In Shark Bay, off the westernmost tip of Australia, meadows of sea grass carpet the ocean floor, undulating in the current and being nibbled on by dugongs, cousins of Florida manatees. A new study revealed something unexpected about those sea grasses: Many of them are the same individual plant that has been cloning itself for about 4,500 years.
The sea grass — not to be confused with seaweed, which is an algae — is Poseidon’s ribbon weed, or Posidonia australis. Jane Edgeloe, a University of Western Australia Ph.D. candidate and an author of the paper, likens its appearance to a spring onion.
Ms. Edgeloe and her colleagues made their discovery as part of a genetic survey of Posidonia grasses in different areas of Shark Bay, where she SCUBA dived in the shallow waters and pulled up shoots of Posidonia from 10 different meadows. On land, the researchers analyzed and compared the grasses’ DNA.
They published their results Wednesday in the journal Proceedings of the Royal Society B. It turned out the DNA of many of those seemingly different plants were virtually identical. Elizabeth Sinclair, also of the University of Western Australia and an author of the study, recalled excitement in the lab when she realized: “It’s only one plant.”
While some of Shark Bay’s northern meadows reproduce sexually, the rest of its Posidonia clones itself by creating new shoots that branch off from its root system. Even separate meadows were genetically identical, indicating that they were once connected by now-severed roots. Based on how old the bay is and how quickly sea grasses grow, the researchers surmise that the Shark Bay clone is about 4,500 years old.
In addition to being a clone, the grass seems to be a hybrid of two species and possesses two complete sets of chromosomes, a condition called polyploidy. While polyploidy can be lethal for animal embryos, it can be harmless or even helpful in plants. However, it can result in sterility: Much of the clonal grass does not flower and can only reproduce by continuing to clone itself.
This combination of extra genes and cloning might have been the key to the grass’s survival during a period of ancient climate change: Cloning made reproduction easier because the grass did not have to bother finding a mate. The extra genes could have given the sea grass “the ability to cope with a broad range of conditions, which is a great thing in climate change,” Dr. Sinclair said.
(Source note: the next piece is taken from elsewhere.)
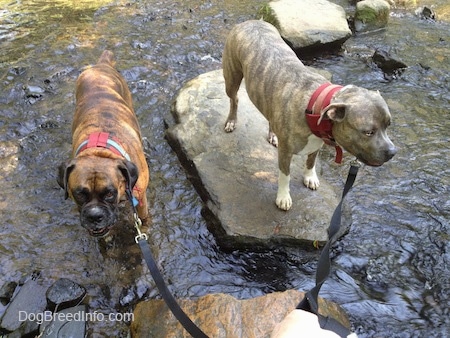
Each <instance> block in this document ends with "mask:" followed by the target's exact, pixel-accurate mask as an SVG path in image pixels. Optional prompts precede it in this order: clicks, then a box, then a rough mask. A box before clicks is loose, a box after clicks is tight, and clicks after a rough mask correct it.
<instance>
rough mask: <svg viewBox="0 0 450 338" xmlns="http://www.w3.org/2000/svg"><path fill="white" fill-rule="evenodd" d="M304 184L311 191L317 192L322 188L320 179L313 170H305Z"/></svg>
mask: <svg viewBox="0 0 450 338" xmlns="http://www.w3.org/2000/svg"><path fill="white" fill-rule="evenodd" d="M303 184H304V185H305V186H306V187H307V188H309V189H311V190H316V189H317V188H319V186H320V182H319V178H318V177H317V174H316V171H315V170H314V169H313V170H305V173H304V175H303Z"/></svg>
The Shark Bay Posidonia did not just survive this ancient climate shift, it spread. And spread. And spread some more.
Today, it is arguably the world’s largest living organism. Utah’s Pando, a clonal colony of 40,000 aspen trees connected by their roots, is the reigning “largest individual plant,” covering an area bigger than 80 football fields. The Humongous Fungus is even bigger, weaving a web of mycelial tendrils underground and beneath tree bark across 3.5 square miles of Oregon’s Malheur National Forest. By comparison, the Shark Bay clonal sea grass is 77 square miles, about the size of Cincinnati.
While the Shark Bay clone has reached enormous size and age, the question has remained of whether it would be able to withstand modern climate change. Julia Harenčár, a Ph.D. candidate at the University of California, Santa Cruz who was not involved with the study, praised the project for “trying to understand in greater detail why polyploidy has been advantageous at these big environmental flexion points,” which could offer lessons for the climate crisis.
Sea grasses are particularly important to protect, says Marlene Jahnke, a biologist at the University of Gothenburg in Sweden who also was not involved with the study. She added, “they are comparable to coral reefs, really, in the sense that they host a lot of other species,” along with purifying water and storing atmospheric carbon.
While the stakes are high for sea grasses, Dr. Sinclair remains hopeful that the Shark Bay Posidonia will maintain its status as the world’s largest living plant: While it was harmed in a heat wave from 2010 to 2011, “we’ve seen a lot more increase in shoots, a lot more leaf density, so it’s recovering,” she said. “I think this polyploid is actually probably in a pretty good state in terms of persisting.”